TWO BILLS, BETTER THAN ONE?…. When it comes to health care reform, a huge chunk of the bill is hardly controversial at all. Consumer protections — forbidding insurers from deny coverage based on pre-existing conditions, for example — are popular and would likely pass with large, probably even bipartisan, support. It’s the other part — financing, public option, subsidies, reimbursement rates — that’s contentious.
Apparently, Democrats are starting to see the value in separating the votes. The popular part would come to the floor, and probably overcome a filibuster. The second part would be done through reconciliation, and could pass with 51 votes.
The Wall Street Journal has a front-page piece today explaining that Senate Democratic leaders are considering just such a plan. “Privately,” the WSJ reported, “those involved in the talks now say there is a 60% chance the split-bill tactic will be used.”
Jonathan Cohn fleshed this out in more detail.

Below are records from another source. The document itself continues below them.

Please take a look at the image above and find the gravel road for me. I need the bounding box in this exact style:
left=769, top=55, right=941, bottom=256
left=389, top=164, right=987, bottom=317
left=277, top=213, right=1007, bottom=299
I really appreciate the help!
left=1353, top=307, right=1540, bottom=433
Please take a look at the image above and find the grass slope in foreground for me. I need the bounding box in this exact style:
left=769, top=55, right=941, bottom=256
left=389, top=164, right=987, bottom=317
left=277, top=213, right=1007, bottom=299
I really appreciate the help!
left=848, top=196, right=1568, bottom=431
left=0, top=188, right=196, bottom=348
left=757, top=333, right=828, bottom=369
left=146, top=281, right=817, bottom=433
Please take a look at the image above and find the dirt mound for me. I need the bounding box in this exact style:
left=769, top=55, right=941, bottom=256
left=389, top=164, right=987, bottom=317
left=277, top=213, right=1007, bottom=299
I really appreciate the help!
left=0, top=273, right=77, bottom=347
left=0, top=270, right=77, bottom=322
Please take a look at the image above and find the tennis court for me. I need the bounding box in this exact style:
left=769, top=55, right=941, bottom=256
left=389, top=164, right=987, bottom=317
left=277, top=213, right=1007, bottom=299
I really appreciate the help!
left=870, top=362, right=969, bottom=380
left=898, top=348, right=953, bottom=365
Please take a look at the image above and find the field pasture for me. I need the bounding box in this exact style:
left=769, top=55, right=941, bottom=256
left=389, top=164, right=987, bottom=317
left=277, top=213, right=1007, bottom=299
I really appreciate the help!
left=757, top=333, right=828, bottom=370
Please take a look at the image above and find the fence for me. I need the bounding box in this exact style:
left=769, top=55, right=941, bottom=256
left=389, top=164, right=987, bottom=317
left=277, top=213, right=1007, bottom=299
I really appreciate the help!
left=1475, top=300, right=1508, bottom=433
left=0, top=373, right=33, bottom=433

[The first bill] would include changes to Medicare and Medicaid, new taxes on individuals or employers, subsidies for people buying insurance, and (maybe) even a public plan. Because all of these affect federal outlays, positively or negatively, this bill could go through the reconciliation process, passing with just 50 votes.
The second bill would include the other elements — the insurance regulations, the requirement that everybody get coverage, and so on. These are the pieces of reform the parliamentarian likely wouldn’t allow to go through reconciliation. As a result, it would still need 60 votes. But that’s not so farfetched, since these happen to be the parts of reform on which there is the most wide-ranging consensus. Plenty of Republicans support these ideas, at least in principle.
All of this is theoretical, of course. Republicans might not support that second bill if it meant handing the Democrats a victory. At the very least, they’d fight Democrats on the details. Nor is it clear Democrats themselves have enough unity to get fifty votes for the controversial elements of reform. And all of that is assuming the parliamentarian lets those controversial elements go through reconciliation in the first place That’s hardly a sure thing; it will really come down to his interpretation of the rules. But even the theoretical possibility of Democrats passing reform on their own would change the dynamics in Congress, by giving Republicans new incentives to negotiate in good faith — and giving Democrats a way to enact legislation in case the GOP remains as obstructionist as it is now.
A spokesperson for Senate Majority Leader Harry Reid (D-Nev.) said yesterday that Reid is prepared to pass health care reform “by any legislative means necessary.”
I’m beginning to think he might mean it.